Publication Date
2-1-2021
Journal
Protein Science
DOI
10.1002/pro.4008
PMID
33271627
PMCID
PMC7784742
PubMedCentral® Posted Date
12-10-2020
PubMedCentral® Full Text Version
Post-print
Published Open-Access
yes
Keywords
Cyclic GMP, Cyclic GMP-Dependent Protein Kinases, Isoenzymes, Plasmodium falciparum, Protein Domains, Protozoan Proteins, Substrate Specificity, cyclic adenosine monophosphate (cAMP), cyclic guanosine monophosphate (cGMP), cyclic nucleotide binding domain (CNB), cyclic nucleotide selectivity, Plasmodium falciparum PKG (PfPKG), protein kinase A (PKA), protein kinase G (PKG)
Abstract
The intrinsic activity of the C-terminal catalytic (C) domain of cyclic guanosine monophosphate (cGMP)-dependent protein kinases (PKG) is inhibited by interactions with the N-terminal regulatory (R) domain.
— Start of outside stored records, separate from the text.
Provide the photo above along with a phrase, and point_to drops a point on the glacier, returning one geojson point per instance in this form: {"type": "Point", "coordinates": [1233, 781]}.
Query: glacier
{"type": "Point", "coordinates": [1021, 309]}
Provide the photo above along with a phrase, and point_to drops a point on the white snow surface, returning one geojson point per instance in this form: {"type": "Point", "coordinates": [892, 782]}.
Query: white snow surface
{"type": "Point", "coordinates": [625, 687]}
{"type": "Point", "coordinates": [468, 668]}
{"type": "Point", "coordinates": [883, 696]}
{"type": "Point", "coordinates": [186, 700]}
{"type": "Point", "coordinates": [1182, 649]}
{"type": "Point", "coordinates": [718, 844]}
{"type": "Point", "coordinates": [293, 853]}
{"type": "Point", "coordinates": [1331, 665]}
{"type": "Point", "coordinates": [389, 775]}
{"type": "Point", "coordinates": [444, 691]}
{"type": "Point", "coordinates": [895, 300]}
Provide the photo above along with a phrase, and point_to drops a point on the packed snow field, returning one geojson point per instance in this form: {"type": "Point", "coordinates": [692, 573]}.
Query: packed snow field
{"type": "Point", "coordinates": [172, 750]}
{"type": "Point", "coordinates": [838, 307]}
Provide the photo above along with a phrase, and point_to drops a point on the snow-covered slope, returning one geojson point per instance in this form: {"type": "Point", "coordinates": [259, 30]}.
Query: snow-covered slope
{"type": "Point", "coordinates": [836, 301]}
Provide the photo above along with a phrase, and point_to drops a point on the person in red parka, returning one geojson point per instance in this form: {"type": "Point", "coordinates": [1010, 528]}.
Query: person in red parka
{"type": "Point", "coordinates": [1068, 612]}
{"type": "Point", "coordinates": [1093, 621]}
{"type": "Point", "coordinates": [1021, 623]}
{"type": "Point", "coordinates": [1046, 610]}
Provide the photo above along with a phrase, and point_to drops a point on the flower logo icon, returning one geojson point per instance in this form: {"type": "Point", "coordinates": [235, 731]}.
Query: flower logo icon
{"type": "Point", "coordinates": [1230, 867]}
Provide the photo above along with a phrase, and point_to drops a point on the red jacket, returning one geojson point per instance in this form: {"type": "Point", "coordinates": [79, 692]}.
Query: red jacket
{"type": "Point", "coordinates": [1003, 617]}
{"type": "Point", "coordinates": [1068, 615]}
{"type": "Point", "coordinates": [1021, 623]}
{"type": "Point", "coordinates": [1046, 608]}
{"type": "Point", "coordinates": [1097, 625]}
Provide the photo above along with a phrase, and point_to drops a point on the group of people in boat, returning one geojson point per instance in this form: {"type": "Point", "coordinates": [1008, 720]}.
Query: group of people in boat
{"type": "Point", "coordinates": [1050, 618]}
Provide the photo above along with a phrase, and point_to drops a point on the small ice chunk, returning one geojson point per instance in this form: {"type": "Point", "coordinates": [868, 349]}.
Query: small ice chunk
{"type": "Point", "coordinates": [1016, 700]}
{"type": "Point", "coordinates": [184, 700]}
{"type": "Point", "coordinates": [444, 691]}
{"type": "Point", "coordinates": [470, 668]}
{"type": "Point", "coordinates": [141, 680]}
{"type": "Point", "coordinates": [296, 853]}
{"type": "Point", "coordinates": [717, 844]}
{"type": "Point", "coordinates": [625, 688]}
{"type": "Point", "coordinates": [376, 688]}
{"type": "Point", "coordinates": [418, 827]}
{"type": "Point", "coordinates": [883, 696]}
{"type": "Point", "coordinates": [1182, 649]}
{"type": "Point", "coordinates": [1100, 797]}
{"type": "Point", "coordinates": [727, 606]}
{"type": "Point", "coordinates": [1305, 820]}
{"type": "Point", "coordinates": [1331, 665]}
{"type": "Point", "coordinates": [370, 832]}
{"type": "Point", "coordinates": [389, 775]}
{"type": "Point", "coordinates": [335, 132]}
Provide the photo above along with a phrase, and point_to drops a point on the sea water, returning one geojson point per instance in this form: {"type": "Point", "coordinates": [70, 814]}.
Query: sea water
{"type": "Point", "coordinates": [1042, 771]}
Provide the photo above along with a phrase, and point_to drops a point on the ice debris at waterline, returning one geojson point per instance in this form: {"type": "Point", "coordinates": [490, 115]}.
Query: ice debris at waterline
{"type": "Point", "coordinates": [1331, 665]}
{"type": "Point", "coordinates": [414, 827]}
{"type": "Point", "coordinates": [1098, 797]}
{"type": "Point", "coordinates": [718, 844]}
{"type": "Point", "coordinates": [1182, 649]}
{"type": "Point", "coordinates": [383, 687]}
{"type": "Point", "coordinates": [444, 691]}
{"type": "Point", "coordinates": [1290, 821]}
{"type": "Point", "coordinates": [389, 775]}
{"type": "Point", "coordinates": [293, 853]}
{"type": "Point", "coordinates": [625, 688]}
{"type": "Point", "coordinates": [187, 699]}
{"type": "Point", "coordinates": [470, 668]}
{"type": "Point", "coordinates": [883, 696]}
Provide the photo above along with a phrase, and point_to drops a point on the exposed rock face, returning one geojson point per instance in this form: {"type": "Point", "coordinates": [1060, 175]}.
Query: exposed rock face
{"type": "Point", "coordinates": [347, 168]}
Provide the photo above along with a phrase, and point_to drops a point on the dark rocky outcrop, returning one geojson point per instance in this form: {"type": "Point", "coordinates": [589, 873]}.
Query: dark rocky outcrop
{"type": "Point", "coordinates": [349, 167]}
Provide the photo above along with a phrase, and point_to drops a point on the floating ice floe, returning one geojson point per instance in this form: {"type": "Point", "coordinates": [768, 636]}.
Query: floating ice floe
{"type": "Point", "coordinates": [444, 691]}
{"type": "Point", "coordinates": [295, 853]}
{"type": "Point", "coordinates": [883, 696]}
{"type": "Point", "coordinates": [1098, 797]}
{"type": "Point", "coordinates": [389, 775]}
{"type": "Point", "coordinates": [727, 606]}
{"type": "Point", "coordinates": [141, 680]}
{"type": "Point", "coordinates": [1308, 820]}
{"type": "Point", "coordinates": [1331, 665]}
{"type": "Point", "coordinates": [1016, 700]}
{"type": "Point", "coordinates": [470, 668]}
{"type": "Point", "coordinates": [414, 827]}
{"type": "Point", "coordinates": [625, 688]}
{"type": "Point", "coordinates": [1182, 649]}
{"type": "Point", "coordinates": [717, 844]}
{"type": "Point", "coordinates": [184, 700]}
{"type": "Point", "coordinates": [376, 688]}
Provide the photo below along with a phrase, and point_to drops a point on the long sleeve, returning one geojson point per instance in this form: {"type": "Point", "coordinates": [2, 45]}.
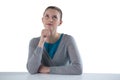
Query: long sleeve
{"type": "Point", "coordinates": [75, 64]}
{"type": "Point", "coordinates": [34, 57]}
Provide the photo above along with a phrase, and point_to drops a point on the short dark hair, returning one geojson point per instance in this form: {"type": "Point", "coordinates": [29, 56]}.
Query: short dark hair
{"type": "Point", "coordinates": [55, 8]}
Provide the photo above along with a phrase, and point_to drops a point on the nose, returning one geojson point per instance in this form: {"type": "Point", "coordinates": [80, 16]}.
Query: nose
{"type": "Point", "coordinates": [50, 19]}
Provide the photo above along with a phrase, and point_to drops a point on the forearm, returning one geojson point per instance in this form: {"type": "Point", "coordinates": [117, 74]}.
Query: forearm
{"type": "Point", "coordinates": [75, 69]}
{"type": "Point", "coordinates": [34, 61]}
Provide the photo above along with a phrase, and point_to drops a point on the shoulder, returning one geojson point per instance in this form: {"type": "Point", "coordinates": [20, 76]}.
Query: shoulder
{"type": "Point", "coordinates": [68, 39]}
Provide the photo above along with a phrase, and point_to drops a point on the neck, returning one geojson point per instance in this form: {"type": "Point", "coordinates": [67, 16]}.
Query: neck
{"type": "Point", "coordinates": [53, 38]}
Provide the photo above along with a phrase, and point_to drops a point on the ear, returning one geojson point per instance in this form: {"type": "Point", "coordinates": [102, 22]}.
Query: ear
{"type": "Point", "coordinates": [60, 22]}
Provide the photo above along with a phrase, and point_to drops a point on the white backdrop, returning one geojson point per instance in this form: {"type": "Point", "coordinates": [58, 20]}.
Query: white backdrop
{"type": "Point", "coordinates": [93, 23]}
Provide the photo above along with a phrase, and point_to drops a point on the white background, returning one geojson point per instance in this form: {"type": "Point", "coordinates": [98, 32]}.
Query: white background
{"type": "Point", "coordinates": [93, 23]}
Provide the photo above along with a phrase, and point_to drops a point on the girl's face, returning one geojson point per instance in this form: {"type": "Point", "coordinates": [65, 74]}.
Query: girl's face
{"type": "Point", "coordinates": [51, 19]}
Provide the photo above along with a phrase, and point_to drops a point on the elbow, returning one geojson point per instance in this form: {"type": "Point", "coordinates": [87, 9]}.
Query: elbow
{"type": "Point", "coordinates": [78, 70]}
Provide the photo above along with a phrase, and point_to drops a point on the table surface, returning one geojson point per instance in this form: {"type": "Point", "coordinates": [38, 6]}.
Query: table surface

Selective binding of cGMP to cyclic nucleotide binding (CNB) domains within the R-domain disrupts the inhibitory R-C interaction, leading to the release and activation of the C-domain. Affinity measurements of mammalian and plasmodium PKG CNB domains reveal different degrees of cyclic nucleotide affinity and selectivity; the CNB domains adjacent to the C-domain are more cGMP selective and therefore critical for cGMP-dependent activation. Crystal structures of isolated CNB domains in the presence and absence of cyclic nucleotides reveal isozyme-specific contacts that explain cyclic nucleotide selectivity and conformational changes that accompany CNB. Crystal structures of tandem CNB domains identify two types of CNB-mediated dimeric contacts that indicate cGMP-driven reorganization of domain-domain interfaces that include large conformational changes. Here, we review the available structural and functional information of PKG CNB domains that further advance our understanding of cGMP mediated regulation and activation of PKG isozymes.